UPS Responds to USPS Tracking Services

United Parcel Service of America Inc. has finally responded publicly to several mail-tracking efforts the U.S. Postal Service has either launched or plans to.

In a news release Tuesday, the Atlanta-based shipper answered repeated press requests over several months for comments about Confirm, an electronic monitoring system for letter-size mail the USPS introduced in October, and about USPS plans for the future rollout of two other monitoring or tracking programs.

The release was sent as a “backgrounder” entitled “When Is Package Tracking Really Tracking?” It did not mention Confirm or the planned services specifically but listed a number of differences between the USPS’ tracking services and its own.
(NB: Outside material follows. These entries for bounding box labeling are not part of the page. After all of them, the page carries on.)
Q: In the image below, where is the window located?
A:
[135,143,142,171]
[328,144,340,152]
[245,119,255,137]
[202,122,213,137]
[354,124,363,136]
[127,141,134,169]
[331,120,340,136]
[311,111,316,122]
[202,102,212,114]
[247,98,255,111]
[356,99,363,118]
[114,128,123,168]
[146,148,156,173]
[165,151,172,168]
UPS’ are automatic and free, while the USPS’ must be requested and there is a charge. Also, the postal service only confirms that the package was delivered while UPS tracks it along the way.

UPS also stressed that its tracking system “relates to [a] guaranteed, time-definite delivery,” adding that it provides “a money-back guarantee on all air and commercial ground deliveries.”

The postal service, which had no immediate comment about the UPS statement, has in the works two tracking services that would bring its capabilities closer to the private company’s. An identification code sorting/tracking service is slated for later this year, and a more sophisticated tracking program is planned for the distant future.